Take Care of Your Health

“Physical training is beneficial.”​—1 TIMOTHY 4:8.

Meaning: Regular exercise promotes better health.

  • Develop healthful habits. Physical activity can lift your mood and improve your body’s response to stress. Eat nutritious food, and try to avoid skipping meals. Be sure to get enough rest.

  • Avoid harmful “solutions” to stress, such as smoking or drug and alcohol abuse. In the long run, these heighten stress, perhaps by robbing you of your health and hard-earned money.

  • See your doctor if your stress becomes overwhelming. Getting professional help is not an admission of failure.

Set Priorities

“Make sure of the more important things.”​—PHILIPPIANS 1:10.

Meaning: Carefully consider your priorities.

  • List your tasks in order of importance. This will help you focus on the more important jobs, and it will reveal which ones you can put off, delegate, or even eliminate.

  • For a week, keep track of how you use your time.

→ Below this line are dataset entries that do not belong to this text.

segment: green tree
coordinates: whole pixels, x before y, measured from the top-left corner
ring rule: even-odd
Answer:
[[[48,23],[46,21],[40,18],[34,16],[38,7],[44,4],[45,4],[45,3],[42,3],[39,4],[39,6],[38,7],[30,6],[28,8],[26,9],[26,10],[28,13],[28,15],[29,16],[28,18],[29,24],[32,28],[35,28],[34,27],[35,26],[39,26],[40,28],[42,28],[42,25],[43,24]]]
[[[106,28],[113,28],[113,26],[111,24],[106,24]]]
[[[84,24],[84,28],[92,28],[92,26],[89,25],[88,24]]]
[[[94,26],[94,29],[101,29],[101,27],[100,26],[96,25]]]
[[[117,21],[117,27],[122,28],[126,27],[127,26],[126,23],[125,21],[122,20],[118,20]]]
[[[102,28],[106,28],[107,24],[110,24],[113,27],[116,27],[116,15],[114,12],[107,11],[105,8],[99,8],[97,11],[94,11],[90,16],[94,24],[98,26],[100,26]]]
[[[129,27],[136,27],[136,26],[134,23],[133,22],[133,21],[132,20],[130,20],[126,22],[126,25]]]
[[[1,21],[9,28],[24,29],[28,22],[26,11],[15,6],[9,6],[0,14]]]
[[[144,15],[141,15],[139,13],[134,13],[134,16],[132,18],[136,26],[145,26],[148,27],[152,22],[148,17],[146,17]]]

Then look for ways to make better use of it. The more you are in control, the less pressured you will feel.

  • Schedule some downtime. Even short breaks can reinvigorate you and reduce your stress.

Get Support

“Anxiety in a man’s heart weighs it down, but a good word cheers it up.”​—PROVERBS 12:25.

Meaning: Kind, compassionate words from others can lift your spirits.

  • Talk things over with an understanding person. A confidant may help you to see things differently or even to see a solution you overlooked. And just unburdening yourself can make you feel better.

  • Ask for help. Can you delegate a task or share the workload?

  • If a work associate stresses you, look for ways to improve the situation. For example, could you kindly and tactfully tell the person how he or she makes you feel? (Proverbs 17:27) If such measures fail, can you reduce the time you spend with the person?

Care for Your Spiritual Need

“Happy are those conscious of their spiritual need.”​—MATTHEW 5:3.

Meaning: As humans, we need more than food, clothing, and shelter. We have a spiritual need. To be happy, we must be conscious of that need and attend to it.

  • Prayer can be a big help. God invites you to “throw all your anxiety on him, because he cares for you.” (1 Peter 5:7) Prayer and wholesome meditation can result in deep inner peace.​—Philippians 4:6, 7.

  • Read spiritually uplifting things. The principles discussed in this magazine come from the Bible, which was written to satisfy our spiritual need. These also foster “practical wisdom and thinking ability.” (Proverbs 3:21) Why not set a goal to read the Bible? The book of Proverbs might be a good place to start.